Re: [PR] Spark: Fix SparkTable to use name and effective snapshotID for comparing [iceberg]

via GitHub Fri, 02 Feb 2024 02:48:48 -0800


wooyeong commented on code in PR #9455:
URL: https://github.com/apache/iceberg/pull/9455#discussion_r1475886118



##########
spark/v3.5/spark/src/main/java/org/apache/iceberg/spark/source/SparkTable.java:
##########
@@ -405,15 +407,18 @@ public boolean equals(Object other) {
       return false;
     }
 
-    // use only name in order to correctly invalidate Spark cache
+    // use name only unless branch/snapshotId is given in order to correctly 
invalidate Spark cache
+    // when branch or snapshotId is given, it's time travel
     SparkTable that = (SparkTable) other;
-    return icebergTable.name().equals(that.icebergTable.name());
+    return icebergTable.name().equals(that.icebergTable.name())
+        && Objects.equals(snapshotId, that.snapshotId);

Review Comment:
   I've organized my thoughts.
   
   Currently, we are working on an issue that arises when comparing two 
different `SparkTable` objects.
   
   A `SparkTable` can be initialized in three ways:
   - `main` branch (when neither `branch` nor `snapshotId` is provided)
   - Specific branch (when a `branch` is provided)
   - Specific snapshot (when a `snapshotId` is provided)
   
   When a snapshotId is provided, since the snapshotId is immutable, we can 
simply compare the two snapshots.

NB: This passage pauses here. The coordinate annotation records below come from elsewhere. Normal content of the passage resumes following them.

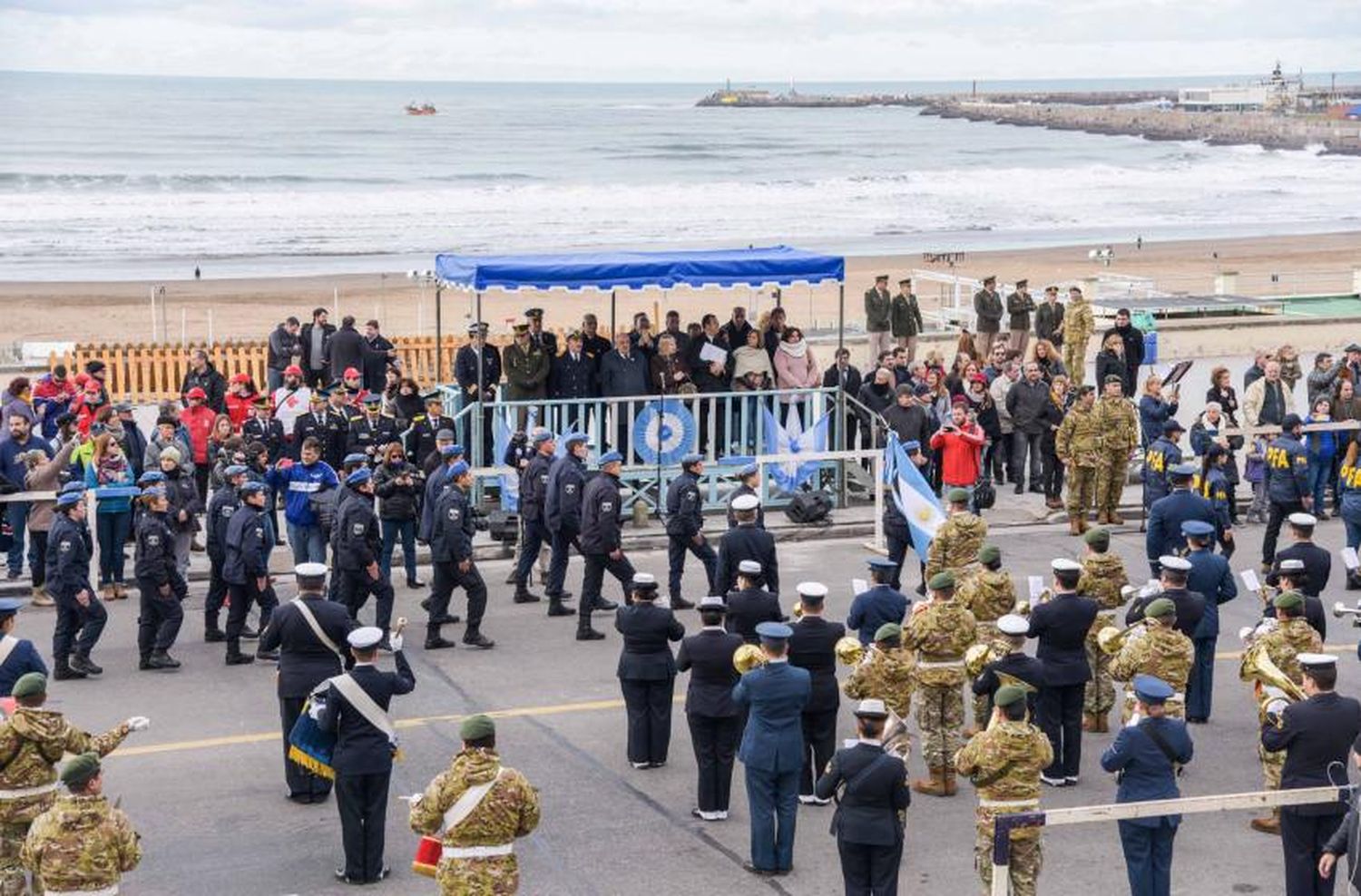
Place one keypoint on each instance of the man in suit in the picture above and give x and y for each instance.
(772, 749)
(873, 798)
(1062, 626)
(307, 632)
(713, 718)
(1146, 756)
(1317, 735)
(1172, 578)
(357, 711)
(1213, 579)
(746, 542)
(1317, 561)
(813, 648)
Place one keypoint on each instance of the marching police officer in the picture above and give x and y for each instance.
(602, 542)
(161, 585)
(685, 528)
(81, 616)
(746, 542)
(308, 632)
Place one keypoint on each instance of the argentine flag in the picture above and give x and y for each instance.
(914, 496)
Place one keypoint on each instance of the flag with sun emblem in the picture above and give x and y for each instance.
(914, 496)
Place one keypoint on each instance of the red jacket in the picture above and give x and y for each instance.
(960, 453)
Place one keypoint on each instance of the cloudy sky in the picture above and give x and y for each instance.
(690, 41)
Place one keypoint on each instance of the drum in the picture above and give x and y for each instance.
(427, 855)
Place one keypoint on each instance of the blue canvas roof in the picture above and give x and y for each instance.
(780, 266)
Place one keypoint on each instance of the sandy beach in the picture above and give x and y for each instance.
(120, 312)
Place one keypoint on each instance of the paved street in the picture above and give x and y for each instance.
(204, 784)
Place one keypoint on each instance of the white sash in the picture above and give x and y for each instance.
(312, 623)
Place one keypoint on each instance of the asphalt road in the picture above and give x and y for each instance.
(204, 784)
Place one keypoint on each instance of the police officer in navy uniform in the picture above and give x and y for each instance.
(813, 648)
(1172, 578)
(362, 756)
(247, 571)
(713, 718)
(305, 661)
(1061, 624)
(873, 795)
(81, 616)
(563, 509)
(1211, 578)
(455, 528)
(161, 585)
(749, 476)
(1317, 561)
(1317, 735)
(1288, 482)
(685, 529)
(746, 542)
(602, 542)
(222, 506)
(647, 672)
(1146, 757)
(879, 604)
(1168, 512)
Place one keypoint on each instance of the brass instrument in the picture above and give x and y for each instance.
(748, 657)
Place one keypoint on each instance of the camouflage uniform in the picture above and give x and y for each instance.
(941, 631)
(1075, 443)
(1078, 326)
(32, 744)
(509, 811)
(1102, 577)
(1160, 651)
(988, 596)
(885, 675)
(955, 544)
(1284, 643)
(81, 844)
(1004, 763)
(1118, 424)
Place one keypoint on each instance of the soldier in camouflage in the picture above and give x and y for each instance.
(1077, 445)
(1102, 579)
(886, 672)
(1118, 424)
(1160, 651)
(81, 844)
(939, 629)
(479, 839)
(1004, 763)
(32, 743)
(1284, 640)
(957, 541)
(988, 594)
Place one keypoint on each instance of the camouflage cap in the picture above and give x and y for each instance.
(81, 770)
(476, 726)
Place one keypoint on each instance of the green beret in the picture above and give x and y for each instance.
(1160, 608)
(476, 726)
(886, 631)
(941, 580)
(1285, 599)
(29, 686)
(79, 770)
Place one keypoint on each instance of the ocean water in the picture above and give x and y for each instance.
(113, 177)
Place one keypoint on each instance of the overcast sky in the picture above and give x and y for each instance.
(689, 41)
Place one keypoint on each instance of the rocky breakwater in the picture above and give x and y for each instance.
(1225, 128)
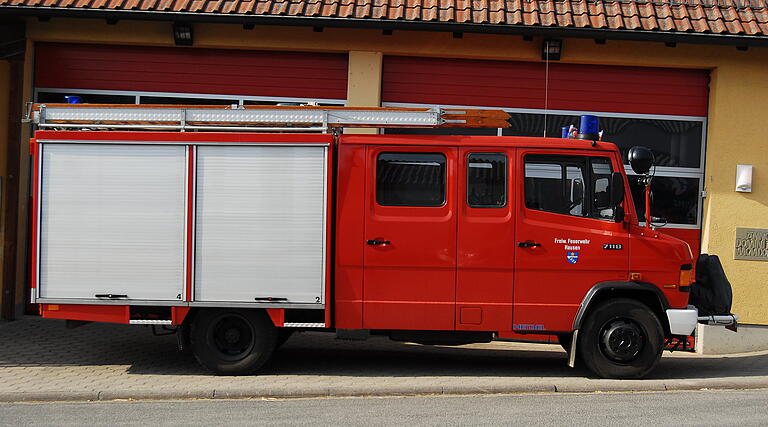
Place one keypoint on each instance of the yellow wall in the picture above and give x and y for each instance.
(5, 82)
(736, 126)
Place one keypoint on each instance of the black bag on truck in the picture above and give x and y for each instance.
(711, 292)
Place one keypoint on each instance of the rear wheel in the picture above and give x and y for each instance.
(621, 338)
(232, 341)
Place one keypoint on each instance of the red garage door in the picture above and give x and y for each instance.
(573, 87)
(184, 70)
(662, 108)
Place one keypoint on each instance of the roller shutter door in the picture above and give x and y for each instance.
(572, 87)
(202, 71)
(112, 221)
(260, 224)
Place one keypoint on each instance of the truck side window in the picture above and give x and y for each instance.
(410, 179)
(569, 185)
(486, 180)
(601, 181)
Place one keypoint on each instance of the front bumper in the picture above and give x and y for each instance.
(682, 321)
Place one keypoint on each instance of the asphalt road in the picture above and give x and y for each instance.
(700, 408)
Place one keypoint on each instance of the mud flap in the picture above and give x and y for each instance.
(711, 294)
(572, 352)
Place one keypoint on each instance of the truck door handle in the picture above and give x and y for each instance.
(528, 244)
(375, 242)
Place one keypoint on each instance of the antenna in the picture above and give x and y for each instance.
(546, 83)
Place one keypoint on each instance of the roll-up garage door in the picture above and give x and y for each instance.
(573, 87)
(112, 221)
(198, 71)
(260, 224)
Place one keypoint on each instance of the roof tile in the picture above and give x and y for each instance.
(736, 17)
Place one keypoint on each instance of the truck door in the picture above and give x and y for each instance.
(566, 238)
(410, 238)
(486, 244)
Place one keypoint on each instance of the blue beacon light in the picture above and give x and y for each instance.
(589, 128)
(566, 132)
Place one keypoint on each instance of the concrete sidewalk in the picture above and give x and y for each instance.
(40, 360)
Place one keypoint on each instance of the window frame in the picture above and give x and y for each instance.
(444, 177)
(564, 161)
(506, 180)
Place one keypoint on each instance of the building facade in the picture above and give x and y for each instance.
(688, 79)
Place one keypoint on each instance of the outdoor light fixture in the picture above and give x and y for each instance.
(182, 34)
(744, 178)
(551, 50)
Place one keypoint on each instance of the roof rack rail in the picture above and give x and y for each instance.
(254, 118)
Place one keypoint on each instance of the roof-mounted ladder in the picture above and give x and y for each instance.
(253, 118)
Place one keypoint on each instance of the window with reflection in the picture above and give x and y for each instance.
(486, 180)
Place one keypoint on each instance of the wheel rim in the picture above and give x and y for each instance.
(622, 340)
(231, 336)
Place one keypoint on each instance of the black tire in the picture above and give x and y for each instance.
(621, 338)
(232, 341)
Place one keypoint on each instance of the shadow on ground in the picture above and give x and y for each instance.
(41, 342)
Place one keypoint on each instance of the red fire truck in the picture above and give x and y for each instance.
(196, 219)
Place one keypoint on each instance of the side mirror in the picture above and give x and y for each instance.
(641, 159)
(617, 196)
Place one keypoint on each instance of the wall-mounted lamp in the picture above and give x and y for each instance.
(182, 34)
(744, 178)
(551, 50)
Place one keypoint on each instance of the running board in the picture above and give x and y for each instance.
(303, 325)
(149, 322)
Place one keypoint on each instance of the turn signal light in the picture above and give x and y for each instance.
(685, 278)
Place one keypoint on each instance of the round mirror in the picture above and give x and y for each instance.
(641, 159)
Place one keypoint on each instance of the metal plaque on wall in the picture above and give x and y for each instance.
(751, 244)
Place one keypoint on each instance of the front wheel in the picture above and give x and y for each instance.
(621, 338)
(232, 341)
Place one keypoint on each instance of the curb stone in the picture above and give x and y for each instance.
(389, 391)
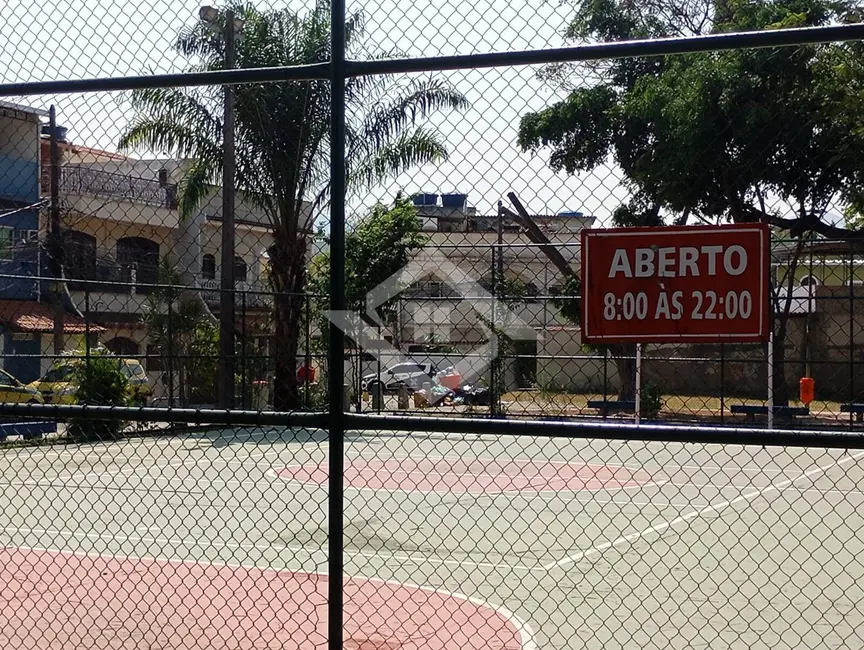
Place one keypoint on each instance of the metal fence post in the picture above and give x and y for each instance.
(851, 333)
(722, 383)
(244, 392)
(336, 377)
(170, 348)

In other cases, it's when a branch is 
provided. (`main` (where `branch` is null) or specific branch is given)
   
   If the branches of the two SparkTables are different, I believe it is 
correct to consider them as different objects. This is because if a branch is 
specified, the user has intentionally created distinct table objects, and that 
intention should be respected. Therefore, using the name of the branch to 
compare is reasonable.
   
   I've looked into the impact of CachingCatalog and refreshEagerly.
   
   There is no issue when using CachingCatalog. When a branch is used, we 
obtain the `main` branch SparkTable and then use the `copyWithBranch` method to 
create a separate SparkTable object. The same applies when a snapshotId is used.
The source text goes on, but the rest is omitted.